L’évolution technologique nous fascine, nous sidère, elle nous devance, nous suivons sans mot dire. Tu cliques ou tu claques ! Mais cette évolution technologique, à la recherche du degré zéro défaut pour un profit maximum, ne permet plus d’intégrer une large majorité de la population dans ses capacités et aspirations d’êtres humains. Dans ce monde, monde riche à la pointe de tous les savoirs, point de salut pour ces inadaptés, que les origines sociales, leurs natures, leurs vies, leurs choix, mettent à l’écart, ne correspondant pas aux normes imposées par le profit. Face à l’impossibilité de se fondre dans ce flux de technologie impitoyable réservé aux plus forts, aux plus riches, les inadaptés sont éliminés par la faim, les guerres, la pauvreté, les suicides, les maladies, la marginalité, le silence et l’oubli.
Pendant que le capital aux manettes des bio-technologies nous formate à ses besoins à force de compétition, de concurrence indispensable via la croissance, promesse de richesse, ils (les pauvres) savent bien que c’est sur leur dos que repose cette croissance. « Travailler encore plus, plus longtemps et moins cher ».
Du travail digne pour faire œuvre de vie : les places sont limitées et déjà réservées.
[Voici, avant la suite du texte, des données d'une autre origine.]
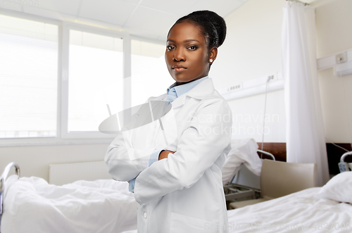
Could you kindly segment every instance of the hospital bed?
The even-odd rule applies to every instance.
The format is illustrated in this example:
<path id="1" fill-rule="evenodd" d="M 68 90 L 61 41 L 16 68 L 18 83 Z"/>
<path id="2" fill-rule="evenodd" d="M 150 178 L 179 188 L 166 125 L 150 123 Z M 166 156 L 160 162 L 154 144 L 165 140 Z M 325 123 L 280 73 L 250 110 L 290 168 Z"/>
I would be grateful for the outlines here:
<path id="1" fill-rule="evenodd" d="M 6 179 L 11 168 L 17 175 Z M 128 183 L 76 181 L 62 186 L 19 177 L 8 164 L 1 177 L 1 233 L 121 232 L 137 228 L 137 207 Z"/>
<path id="2" fill-rule="evenodd" d="M 253 145 L 256 145 L 250 139 L 232 141 L 234 146 L 239 146 L 239 143 L 242 146 L 237 147 L 243 153 L 246 153 L 243 149 L 249 144 L 251 146 L 247 146 L 247 149 L 253 149 Z M 239 168 L 237 167 L 248 166 L 260 173 L 261 166 L 261 163 L 243 158 L 227 160 L 227 163 L 225 168 L 228 168 L 232 172 Z M 77 165 L 70 166 L 77 168 Z M 51 167 L 51 170 L 54 171 L 54 167 L 60 166 Z M 15 168 L 18 173 L 6 180 L 11 168 Z M 65 179 L 72 178 L 73 175 L 67 172 L 68 166 L 65 168 L 65 174 L 61 175 L 65 175 Z M 1 233 L 108 233 L 137 228 L 137 203 L 133 194 L 128 191 L 125 182 L 111 179 L 75 182 L 65 180 L 65 183 L 70 182 L 63 184 L 54 182 L 56 179 L 51 172 L 49 180 L 60 185 L 48 184 L 39 177 L 19 177 L 20 168 L 15 163 L 9 164 L 1 175 Z"/>

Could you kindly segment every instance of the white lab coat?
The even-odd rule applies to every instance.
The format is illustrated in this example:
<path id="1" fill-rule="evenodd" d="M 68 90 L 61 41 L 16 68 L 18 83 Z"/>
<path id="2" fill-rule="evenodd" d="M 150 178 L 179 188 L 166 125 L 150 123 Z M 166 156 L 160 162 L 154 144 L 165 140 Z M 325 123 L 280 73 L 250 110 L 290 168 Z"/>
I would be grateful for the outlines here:
<path id="1" fill-rule="evenodd" d="M 163 94 L 149 100 L 165 99 Z M 148 135 L 136 134 L 151 144 L 144 150 L 131 149 L 133 142 L 127 143 L 122 134 L 114 139 L 105 158 L 109 173 L 120 181 L 138 175 L 134 198 L 139 204 L 139 233 L 228 232 L 221 168 L 230 150 L 230 108 L 210 78 L 172 105 L 177 138 L 165 149 L 176 153 L 148 167 L 151 151 L 161 144 L 151 139 L 160 134 L 156 120 L 149 124 L 155 130 Z M 139 158 L 131 160 L 127 151 Z"/>

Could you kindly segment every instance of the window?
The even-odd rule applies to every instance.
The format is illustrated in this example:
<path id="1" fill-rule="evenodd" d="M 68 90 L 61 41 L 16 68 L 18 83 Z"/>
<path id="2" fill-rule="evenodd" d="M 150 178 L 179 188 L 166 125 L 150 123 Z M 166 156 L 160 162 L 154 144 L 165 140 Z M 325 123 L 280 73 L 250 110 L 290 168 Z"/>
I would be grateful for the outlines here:
<path id="1" fill-rule="evenodd" d="M 165 93 L 174 82 L 163 44 L 131 40 L 125 32 L 11 15 L 21 18 L 0 15 L 3 145 L 113 137 L 99 132 L 110 114 Z"/>
<path id="2" fill-rule="evenodd" d="M 132 39 L 132 106 L 146 102 L 150 96 L 166 93 L 172 83 L 165 61 L 166 45 Z"/>
<path id="3" fill-rule="evenodd" d="M 123 40 L 70 30 L 68 132 L 98 132 L 122 108 Z"/>
<path id="4" fill-rule="evenodd" d="M 56 137 L 58 32 L 0 15 L 0 138 Z"/>

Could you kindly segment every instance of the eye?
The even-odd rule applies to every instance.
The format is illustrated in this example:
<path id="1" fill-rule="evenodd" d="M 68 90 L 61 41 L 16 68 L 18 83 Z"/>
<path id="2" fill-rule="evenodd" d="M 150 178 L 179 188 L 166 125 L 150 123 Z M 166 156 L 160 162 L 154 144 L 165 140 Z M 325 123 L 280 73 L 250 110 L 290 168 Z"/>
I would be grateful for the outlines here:
<path id="1" fill-rule="evenodd" d="M 196 50 L 197 49 L 198 49 L 198 47 L 196 46 L 194 46 L 194 45 L 191 45 L 189 47 L 188 47 L 188 49 L 189 49 L 189 50 Z"/>
<path id="2" fill-rule="evenodd" d="M 172 50 L 173 49 L 175 49 L 175 47 L 172 45 L 166 46 L 166 49 L 168 49 L 168 50 Z"/>

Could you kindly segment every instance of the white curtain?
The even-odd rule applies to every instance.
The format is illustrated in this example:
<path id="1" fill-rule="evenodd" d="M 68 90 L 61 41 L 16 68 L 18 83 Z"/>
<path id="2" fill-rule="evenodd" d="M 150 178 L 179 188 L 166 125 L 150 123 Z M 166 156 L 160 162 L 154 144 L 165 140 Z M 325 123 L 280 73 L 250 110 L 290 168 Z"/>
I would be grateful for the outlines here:
<path id="1" fill-rule="evenodd" d="M 282 74 L 287 113 L 287 162 L 315 163 L 317 184 L 329 180 L 318 80 L 314 8 L 296 2 L 284 6 Z"/>

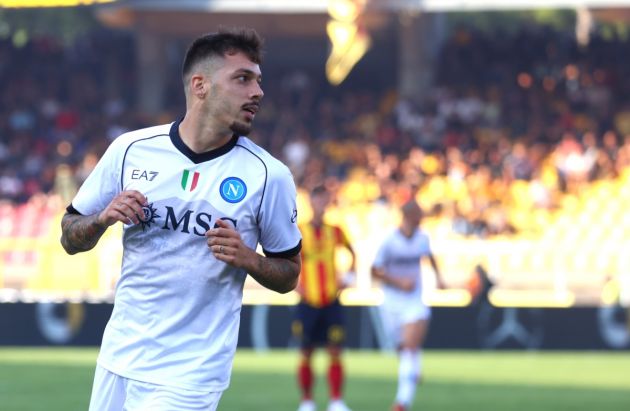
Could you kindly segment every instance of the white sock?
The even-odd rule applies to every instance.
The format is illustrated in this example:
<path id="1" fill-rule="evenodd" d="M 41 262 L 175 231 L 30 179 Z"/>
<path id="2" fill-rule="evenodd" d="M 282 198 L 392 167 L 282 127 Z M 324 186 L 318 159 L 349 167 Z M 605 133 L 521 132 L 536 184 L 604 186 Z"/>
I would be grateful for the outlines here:
<path id="1" fill-rule="evenodd" d="M 420 352 L 416 350 L 402 350 L 398 365 L 398 391 L 396 402 L 409 407 L 416 393 L 416 386 L 420 378 Z"/>

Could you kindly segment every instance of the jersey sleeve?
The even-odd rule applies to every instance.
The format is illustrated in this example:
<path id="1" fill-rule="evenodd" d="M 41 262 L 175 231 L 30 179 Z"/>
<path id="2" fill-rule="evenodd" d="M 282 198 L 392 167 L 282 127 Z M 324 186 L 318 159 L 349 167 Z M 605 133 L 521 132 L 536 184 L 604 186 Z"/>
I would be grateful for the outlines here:
<path id="1" fill-rule="evenodd" d="M 96 214 L 104 210 L 120 193 L 123 148 L 118 139 L 110 144 L 72 200 L 70 207 L 74 211 L 82 215 Z"/>
<path id="2" fill-rule="evenodd" d="M 289 170 L 269 176 L 260 209 L 260 245 L 268 257 L 293 257 L 302 248 L 297 225 L 297 190 Z"/>

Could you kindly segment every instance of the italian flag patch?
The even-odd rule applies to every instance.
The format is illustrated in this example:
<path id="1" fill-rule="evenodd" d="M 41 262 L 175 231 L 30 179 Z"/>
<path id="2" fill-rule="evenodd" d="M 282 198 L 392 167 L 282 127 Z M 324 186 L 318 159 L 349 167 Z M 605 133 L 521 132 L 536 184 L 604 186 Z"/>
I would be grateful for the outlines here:
<path id="1" fill-rule="evenodd" d="M 190 170 L 184 170 L 182 174 L 182 189 L 184 191 L 193 191 L 197 188 L 197 183 L 199 182 L 199 173 L 194 172 L 191 173 Z"/>

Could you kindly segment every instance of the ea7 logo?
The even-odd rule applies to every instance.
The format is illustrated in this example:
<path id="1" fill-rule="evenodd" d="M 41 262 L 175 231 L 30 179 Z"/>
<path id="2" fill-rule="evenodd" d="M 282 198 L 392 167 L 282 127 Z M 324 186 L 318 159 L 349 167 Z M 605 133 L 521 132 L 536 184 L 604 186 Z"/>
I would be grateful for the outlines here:
<path id="1" fill-rule="evenodd" d="M 157 171 L 146 171 L 146 170 L 138 170 L 134 169 L 131 171 L 131 179 L 132 180 L 147 180 L 153 181 L 155 177 L 157 177 Z"/>

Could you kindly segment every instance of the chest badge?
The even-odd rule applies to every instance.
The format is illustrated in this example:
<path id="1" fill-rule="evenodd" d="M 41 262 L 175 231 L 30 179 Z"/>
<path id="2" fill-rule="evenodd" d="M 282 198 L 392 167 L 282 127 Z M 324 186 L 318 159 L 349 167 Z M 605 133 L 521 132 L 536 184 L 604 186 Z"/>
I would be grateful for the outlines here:
<path id="1" fill-rule="evenodd" d="M 221 197 L 228 203 L 238 203 L 245 198 L 247 186 L 238 177 L 228 177 L 221 182 L 219 191 Z"/>

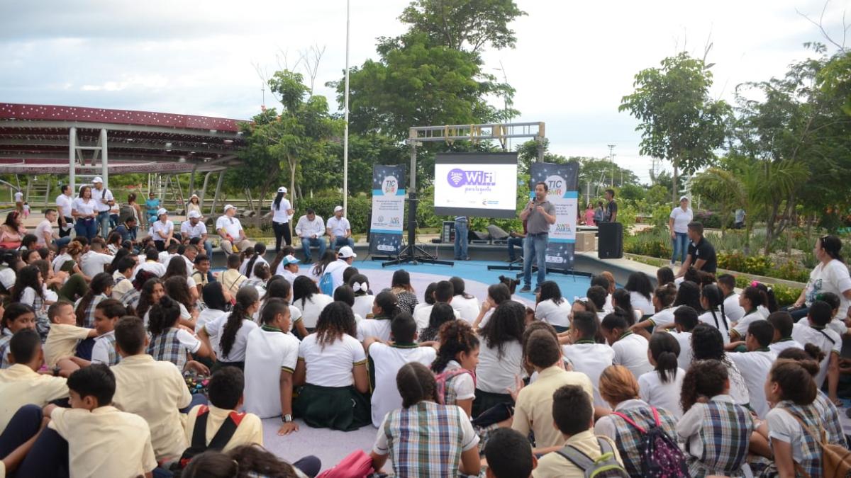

A ce jour, seule une classe d’initiés peut y accéder, avec néanmoins un solide réseau de gens influents et influençables. Mais pour combien de temps ? Nous avons déjà des savants, médecins, ingénieurs, cadres aux prix d’ouvriers qualifiés, voire moins. Viendra l’heure où cette classe jusqu’alors privilégiée, et qui tend à le rester, rejoindra avec des mots et des actes les cris de souffrance qu’elle entendait hier au loin, mais qui aujourd’hui sont sous ses fenêtres, voire chez elle. Voter a peu de sens dans un système où seule la croissance est salutaire, car la croissance ne vit que pour le profit, et le profit a pour conséquence d’enrichir quelques-uns et d’appauvrir les autres. C’est ainsi que le travail né de ce système est pour une bonne part d’entre nous souvent pénible, ingrat, vicié, destructeur, dénué de sens, polluant, abrutissant, appauvrissant.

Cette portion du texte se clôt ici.